Could the Celtics have their eye on...Bradley Beal?

After such a stunningly brutal stretch of bad luck, it makes sense to want a quick fix to right the Boston Celtics contention ship, but I'm here to tell you Bradley Beal is not the guy*.

Yes, astute reader, there is an asterisk there, so I'll get around to explaining it. But let me begin by saying emotional decisions are typically bad ones, and Beal -- as good and young as he is -- is not the slam-dunk some of you seem to think.

Sure, he's good friends with one of our best young players, and a fellow University of Florida product to pair with Al Horford, but if the price of admission is Marcus Smart and Jaylen Brown and draft assets, I am so far out I'm in international waters.

Not because Bradley is bad, mind you, or that I have an issue with his contract -- at $27 million, he's properly paid with at least one more year left after next -- just that the likely cost would be far, far too high, particularly when considering what you'd have to replace.

To start with, let's consider Jaylen. Brown, by all accounts, had a rough start that killed his season averages almost as much as losing a sixth of his playing to make space for... well, let's not think too much on that debacle -- I know you know the score.

But, taking into account all of that, using per 36-minutes stats to see how he did with the minute-loss, it's clear Jaylen made a small step forward even with all the noise going on with the team, jumping from 17 points, 5.8 boards and 2.1 turnovers to 18.1, 5.9 and 1.9 respectively.

Compare this with Beal, who, at roughly three years older, had a better offensive rating (113 to Jaylen's 104) last season, but also a much worse defensive rating, logging 114 to Brown's 109. When you account for situation, the difference becomes less significant, given in a season where Beal's role is closer to Jaylen's this year (last year's Washington Wizards, with a healthy-ish John Wall), the gap is much tighter, with Beal logging 109 and 110 on defensive and offensive ratings, respectively, compared to Brown's 104 and 109.

Yes, agreed, none of these stats separate the eye test between their last few seasons, but -- hear me out -- when you look at most stats for Beal over his first three seasons, they are hardly better at all. So, in effect, there's a very good chance you'd be dealing Brown away for an older, costlier version of himself, while still needing to replace Smart, with fewer draft assets to do it with.

For me at least, keeping the heart and soul of the team is a wise move after one knee-jerk reaction after another led us to this very place.

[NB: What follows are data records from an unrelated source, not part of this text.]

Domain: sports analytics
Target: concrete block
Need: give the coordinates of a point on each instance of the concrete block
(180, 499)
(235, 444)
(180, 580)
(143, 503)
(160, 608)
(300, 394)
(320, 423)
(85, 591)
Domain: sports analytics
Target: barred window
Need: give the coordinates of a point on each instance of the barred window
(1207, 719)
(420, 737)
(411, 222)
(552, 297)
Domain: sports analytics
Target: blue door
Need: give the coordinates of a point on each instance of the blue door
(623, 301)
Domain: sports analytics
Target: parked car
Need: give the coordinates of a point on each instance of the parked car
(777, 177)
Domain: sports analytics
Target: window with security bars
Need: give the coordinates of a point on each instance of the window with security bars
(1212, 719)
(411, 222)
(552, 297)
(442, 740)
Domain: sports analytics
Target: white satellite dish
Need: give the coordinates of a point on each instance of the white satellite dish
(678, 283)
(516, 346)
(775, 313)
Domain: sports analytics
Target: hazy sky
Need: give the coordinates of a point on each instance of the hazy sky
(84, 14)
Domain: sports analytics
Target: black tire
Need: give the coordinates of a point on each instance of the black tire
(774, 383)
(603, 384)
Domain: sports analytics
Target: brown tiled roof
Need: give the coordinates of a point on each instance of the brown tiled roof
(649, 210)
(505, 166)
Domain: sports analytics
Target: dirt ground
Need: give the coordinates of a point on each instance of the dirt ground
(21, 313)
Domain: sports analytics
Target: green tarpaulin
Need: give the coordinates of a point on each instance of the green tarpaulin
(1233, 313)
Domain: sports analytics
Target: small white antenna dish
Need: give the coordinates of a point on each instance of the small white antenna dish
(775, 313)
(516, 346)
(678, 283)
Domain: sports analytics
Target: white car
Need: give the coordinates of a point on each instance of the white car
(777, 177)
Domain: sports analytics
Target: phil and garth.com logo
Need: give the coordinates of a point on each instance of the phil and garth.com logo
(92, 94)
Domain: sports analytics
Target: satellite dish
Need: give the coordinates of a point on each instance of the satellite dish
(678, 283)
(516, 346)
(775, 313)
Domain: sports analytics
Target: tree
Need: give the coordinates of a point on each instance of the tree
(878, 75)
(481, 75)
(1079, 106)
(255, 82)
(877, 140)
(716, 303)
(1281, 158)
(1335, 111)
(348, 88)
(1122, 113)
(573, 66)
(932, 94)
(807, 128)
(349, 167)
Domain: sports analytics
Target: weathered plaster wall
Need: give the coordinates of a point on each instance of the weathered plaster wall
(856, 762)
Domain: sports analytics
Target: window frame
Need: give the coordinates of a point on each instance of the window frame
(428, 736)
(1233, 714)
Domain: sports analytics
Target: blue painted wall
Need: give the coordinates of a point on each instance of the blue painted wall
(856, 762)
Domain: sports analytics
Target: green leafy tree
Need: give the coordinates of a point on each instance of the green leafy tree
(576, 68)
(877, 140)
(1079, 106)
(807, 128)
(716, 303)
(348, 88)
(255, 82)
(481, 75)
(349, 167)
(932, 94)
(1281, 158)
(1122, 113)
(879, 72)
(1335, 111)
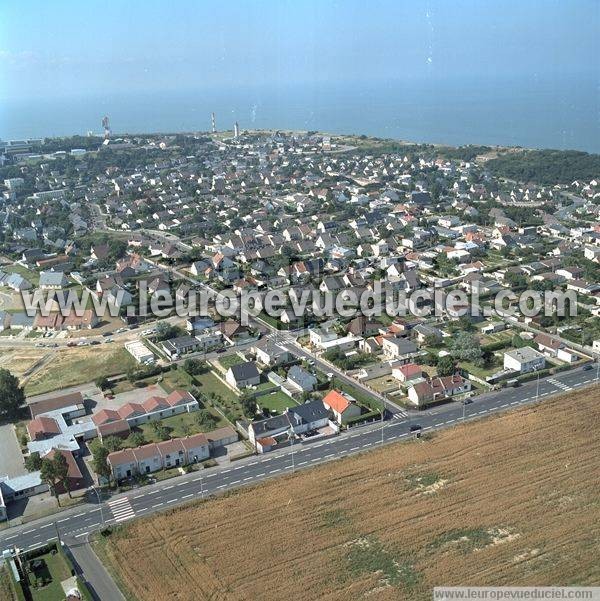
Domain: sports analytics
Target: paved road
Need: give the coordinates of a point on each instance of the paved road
(76, 524)
(94, 573)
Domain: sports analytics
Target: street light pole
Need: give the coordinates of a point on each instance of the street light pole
(291, 436)
(99, 505)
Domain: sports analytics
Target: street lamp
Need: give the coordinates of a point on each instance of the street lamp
(383, 409)
(291, 437)
(99, 505)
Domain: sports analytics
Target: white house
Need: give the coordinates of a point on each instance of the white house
(243, 375)
(524, 360)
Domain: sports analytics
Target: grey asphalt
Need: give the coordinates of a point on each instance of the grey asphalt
(76, 524)
(11, 458)
(99, 581)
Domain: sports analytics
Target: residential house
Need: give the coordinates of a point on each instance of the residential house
(343, 406)
(243, 375)
(524, 360)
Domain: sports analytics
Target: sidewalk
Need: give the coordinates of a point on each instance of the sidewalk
(94, 573)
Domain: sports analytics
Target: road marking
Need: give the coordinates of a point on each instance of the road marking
(121, 509)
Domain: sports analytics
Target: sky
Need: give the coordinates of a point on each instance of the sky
(68, 48)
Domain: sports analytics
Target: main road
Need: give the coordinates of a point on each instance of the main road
(76, 524)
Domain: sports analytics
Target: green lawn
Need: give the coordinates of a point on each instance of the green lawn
(181, 425)
(59, 570)
(276, 401)
(209, 383)
(362, 397)
(228, 361)
(29, 275)
(482, 372)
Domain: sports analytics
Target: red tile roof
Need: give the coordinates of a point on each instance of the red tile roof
(337, 401)
(40, 427)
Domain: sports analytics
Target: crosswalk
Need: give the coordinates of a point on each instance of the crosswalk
(558, 384)
(121, 509)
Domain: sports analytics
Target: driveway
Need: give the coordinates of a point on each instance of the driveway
(11, 458)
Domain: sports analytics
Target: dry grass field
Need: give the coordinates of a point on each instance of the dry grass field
(512, 500)
(78, 365)
(19, 360)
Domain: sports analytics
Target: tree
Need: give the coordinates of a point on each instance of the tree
(49, 476)
(33, 462)
(12, 396)
(466, 347)
(194, 366)
(446, 366)
(61, 470)
(99, 462)
(137, 439)
(206, 419)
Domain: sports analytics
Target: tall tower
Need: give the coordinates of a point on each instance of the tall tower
(106, 127)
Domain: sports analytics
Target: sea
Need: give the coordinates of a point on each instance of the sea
(561, 112)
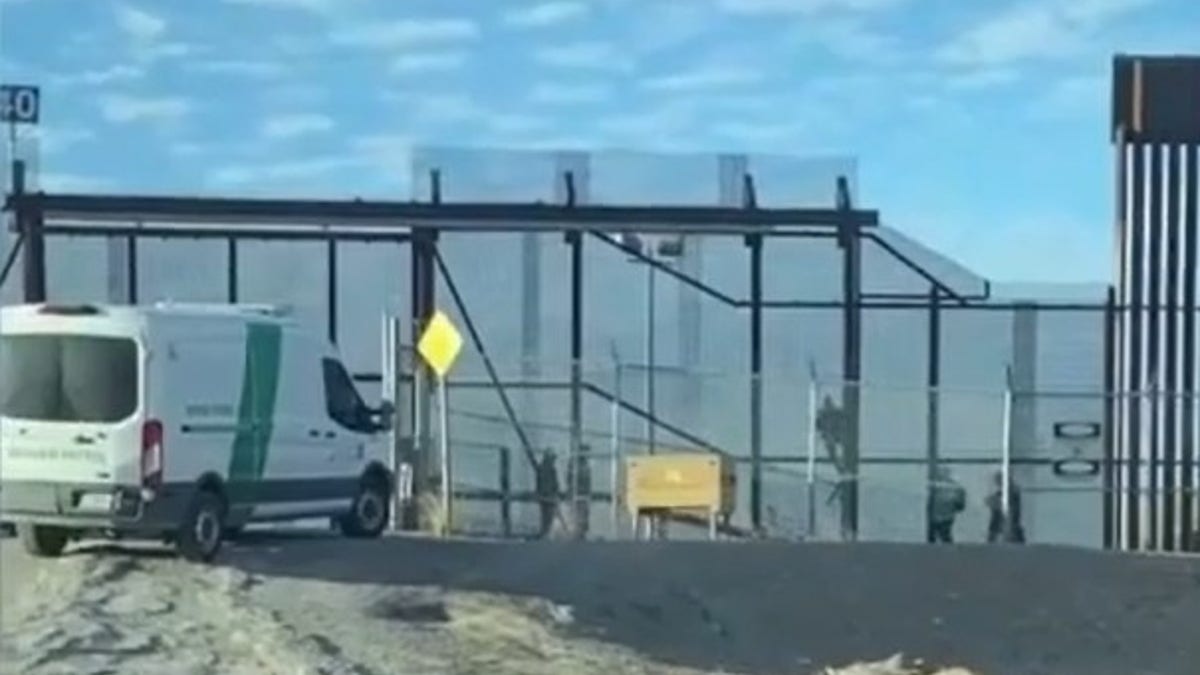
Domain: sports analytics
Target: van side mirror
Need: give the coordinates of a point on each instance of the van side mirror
(387, 416)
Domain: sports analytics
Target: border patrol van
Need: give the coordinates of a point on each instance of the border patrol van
(181, 422)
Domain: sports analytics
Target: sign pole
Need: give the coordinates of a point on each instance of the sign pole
(444, 442)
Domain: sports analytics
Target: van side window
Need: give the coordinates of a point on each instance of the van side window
(342, 400)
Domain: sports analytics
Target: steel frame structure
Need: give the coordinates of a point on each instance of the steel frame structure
(1156, 136)
(37, 215)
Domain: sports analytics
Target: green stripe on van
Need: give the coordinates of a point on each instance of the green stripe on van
(256, 408)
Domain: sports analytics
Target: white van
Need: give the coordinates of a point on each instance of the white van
(183, 422)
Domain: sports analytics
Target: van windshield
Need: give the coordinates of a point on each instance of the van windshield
(67, 377)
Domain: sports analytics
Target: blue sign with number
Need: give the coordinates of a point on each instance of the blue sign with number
(19, 103)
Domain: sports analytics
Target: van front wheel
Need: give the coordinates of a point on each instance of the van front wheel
(42, 541)
(203, 529)
(369, 513)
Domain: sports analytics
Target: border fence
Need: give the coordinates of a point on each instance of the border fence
(702, 323)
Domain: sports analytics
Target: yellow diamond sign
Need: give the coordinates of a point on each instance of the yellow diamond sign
(441, 344)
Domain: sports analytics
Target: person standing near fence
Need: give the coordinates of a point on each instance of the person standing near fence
(947, 499)
(999, 529)
(547, 491)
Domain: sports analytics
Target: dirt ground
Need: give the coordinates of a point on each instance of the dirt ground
(315, 603)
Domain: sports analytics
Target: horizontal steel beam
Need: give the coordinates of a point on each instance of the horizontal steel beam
(216, 232)
(480, 216)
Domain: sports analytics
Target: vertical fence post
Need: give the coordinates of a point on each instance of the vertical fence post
(615, 451)
(811, 473)
(933, 380)
(1006, 457)
(505, 491)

And the prospect of accelerating the repeater tax and likely end of contention with no clear guarantee thee move will produce better results than even Brown alone, likely to have a breakout year with less mouths to feed on the roster, I am going to take a hard pass on almost any iteration of this deal.

Now if we knew the Wizards -- who currently have no general manager -- wanted Gordon Hayward's contract, it'd fit nicely salary-wise, but would likely also require a fair haul of assets and frankly, isn't going to happen without a minor miracle given all the cap issues the Wiz are dealing with sans leader.

I'm not saying this is off the table or even a bad idea apart from what it'd take from the roster to get him on it, but I wouldn't hold my breath, either.